If the exemption limit is hiked to Rs 2.5 lakh, then a person paying that much home loan interest in a year will save an additional Rs 31,000 in tax every year (WOW!!) . This saving of over Rs 2,500 a month would be significant for most borrowers, making home purchases more affordable. However, as per existing norms, the tax benefits start flowing in only after the construction of the house is completed, which usually takes 2-3 years in case of builder flats. The housing industry has urged the government to allow for the deduction as soon as loan repayment starts, as it would give substantial relief to home buyers and boost demand

TATAs ambitious housing projects

After successful completion of cheapest car project, Tata group is now working on cheapest hosing solution through its two realty subsidiaries, Tata housing and Tata Realty.

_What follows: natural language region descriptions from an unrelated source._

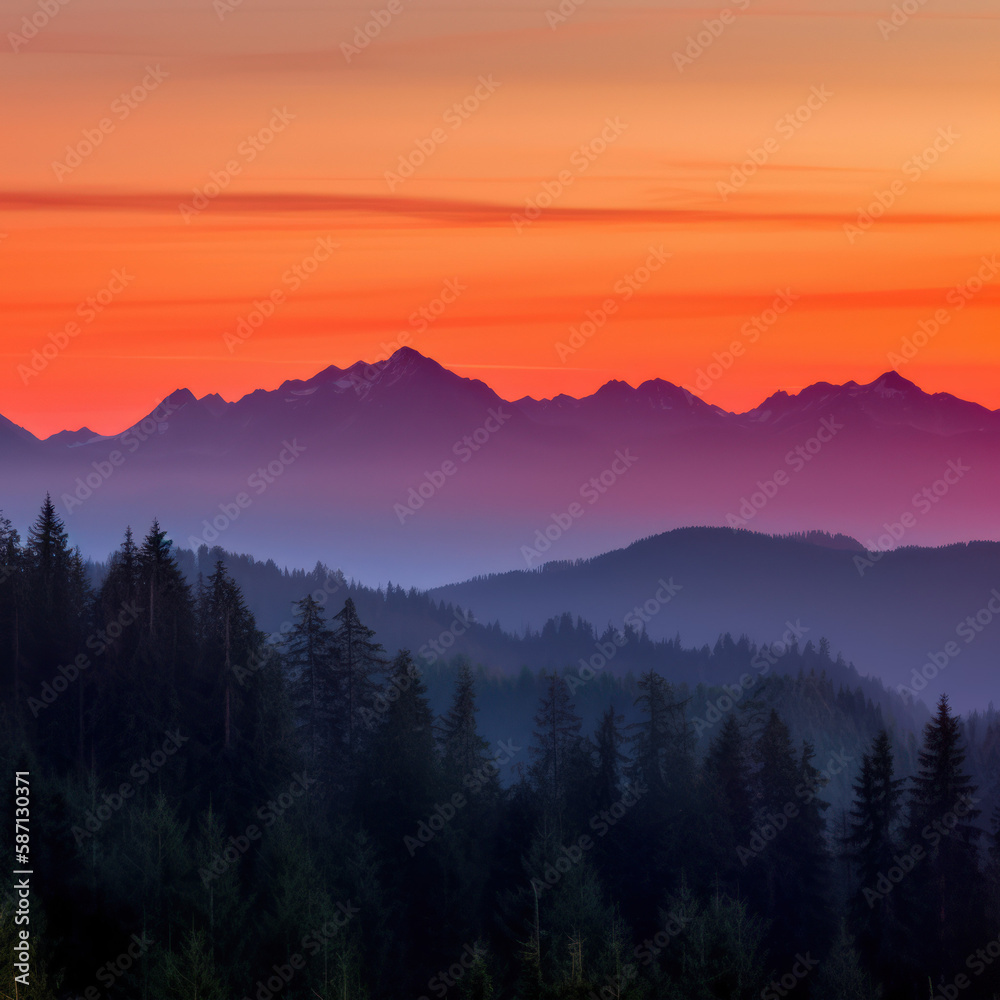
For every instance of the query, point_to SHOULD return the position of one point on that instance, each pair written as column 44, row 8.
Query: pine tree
column 557, row 748
column 942, row 811
column 841, row 974
column 359, row 661
column 611, row 762
column 310, row 659
column 727, row 775
column 873, row 844
column 463, row 750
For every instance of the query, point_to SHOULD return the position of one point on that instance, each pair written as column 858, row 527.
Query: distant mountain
column 405, row 471
column 890, row 613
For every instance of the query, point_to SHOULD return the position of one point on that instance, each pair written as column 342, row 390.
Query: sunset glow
column 424, row 156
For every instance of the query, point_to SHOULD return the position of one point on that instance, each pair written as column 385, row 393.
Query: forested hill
column 215, row 817
column 434, row 631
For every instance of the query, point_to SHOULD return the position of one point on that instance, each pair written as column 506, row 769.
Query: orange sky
column 216, row 75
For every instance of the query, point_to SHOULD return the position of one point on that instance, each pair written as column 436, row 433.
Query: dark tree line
column 216, row 815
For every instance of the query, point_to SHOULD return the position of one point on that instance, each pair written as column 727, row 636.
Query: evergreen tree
column 873, row 844
column 310, row 660
column 359, row 661
column 560, row 757
column 942, row 811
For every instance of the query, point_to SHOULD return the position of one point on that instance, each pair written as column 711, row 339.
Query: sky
column 222, row 196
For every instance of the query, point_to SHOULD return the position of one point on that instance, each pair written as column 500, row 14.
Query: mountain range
column 406, row 471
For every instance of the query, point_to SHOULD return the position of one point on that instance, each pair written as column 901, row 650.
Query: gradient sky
column 224, row 71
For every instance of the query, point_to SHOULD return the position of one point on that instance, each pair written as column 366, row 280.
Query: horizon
column 791, row 391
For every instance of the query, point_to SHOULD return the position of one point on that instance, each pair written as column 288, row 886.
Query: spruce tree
column 873, row 844
column 359, row 662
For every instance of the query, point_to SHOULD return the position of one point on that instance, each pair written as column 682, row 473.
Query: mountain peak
column 893, row 381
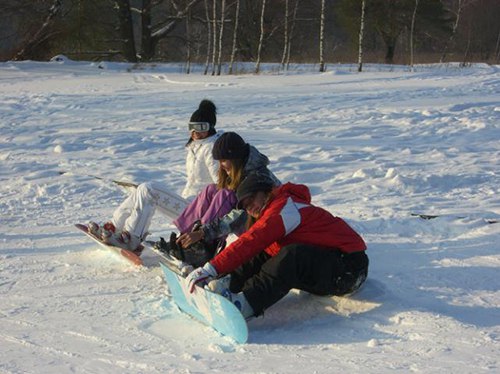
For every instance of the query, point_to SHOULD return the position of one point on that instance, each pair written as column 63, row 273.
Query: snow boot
column 124, row 240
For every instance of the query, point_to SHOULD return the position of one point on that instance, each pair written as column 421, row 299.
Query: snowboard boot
column 220, row 285
column 170, row 248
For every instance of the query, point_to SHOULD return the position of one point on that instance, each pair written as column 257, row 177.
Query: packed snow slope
column 374, row 148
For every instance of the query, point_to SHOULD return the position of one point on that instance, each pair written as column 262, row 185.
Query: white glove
column 201, row 276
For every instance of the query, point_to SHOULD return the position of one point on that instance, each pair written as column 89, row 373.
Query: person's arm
column 267, row 230
column 232, row 223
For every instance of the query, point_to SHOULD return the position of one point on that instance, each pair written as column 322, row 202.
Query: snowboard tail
column 130, row 256
column 210, row 308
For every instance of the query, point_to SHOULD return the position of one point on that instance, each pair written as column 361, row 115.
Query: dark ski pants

Tata group has discussed about the land requirement for the project and they have decided to develop land in 3 major ways. First one is Tata housing working with the company that owns the land. Second one is, Tata housing can also take the SPV route and then decide on the profit sharing ratio and the third one is the option of purchasing the land. After completion of project, the property could either be sold or leased. Managing committee refused to share any kind of details by saying that it would be premature to comment.

Wednesday, June 24, 2009

Real Estate Update

Indian realty majors have been reeling under a severe cash crunch for a long time now. Will the crisis subsiding (atleast seeming to subside), real estate players have started taking prudent measures to improve their financial condition. Capital Intensive projects have been scrapped/ deferred and affordable housing has become the buzz word.

Players are looking at deleveraging their business with asset monetisation and equity stake sales. Sobha is looking at raising PE funds (in talks with Actis, JPMorgan, and IL&FS Private Equity), DLF is planning to sell its non core assets, Unitech has done a QIP, Parsvnath is planning a 2500 crore QIP and others have been also been following the same path.

With prices down ~30% from the peak, genuine buyers are returning to the market, albeit only in the housing segment. In the last three months, Unitech and DLF have sold 3.2msf and 2.5msf of launched properties. Demand is bound to accelerate over the next 12 months as the economy revives and interest rates stay soft, though commercial demand would come only after the
oversupply is absorbed.

Rentals at Saket for commercial/ retail property have fallen to Rs 120 (who would have imagined that last year). In Gurgaon, rates for new apartments have been cut by over 30% by builders. A lot of construction activity seems to have restarted with the realty players having consolidated their finances.

However, there is a lot of dirt and debt in the balance sheet of most of the realty players which will need prudent financial decisions to clear. Real estate is still away from recovering. Real estate stocks though have shown a decent bounceback in the recent rally of the Sensex. Most of the stocks are up over 50% from its March lows.

The IPO market has seen some activity with Mahindra Holidays coming out with a public offering at a conservative price. The issue has been subscribed 20% on the first day itself, though the pre IPO placement to SBI and Jacob Ballas have taken a 32% haircut on their price!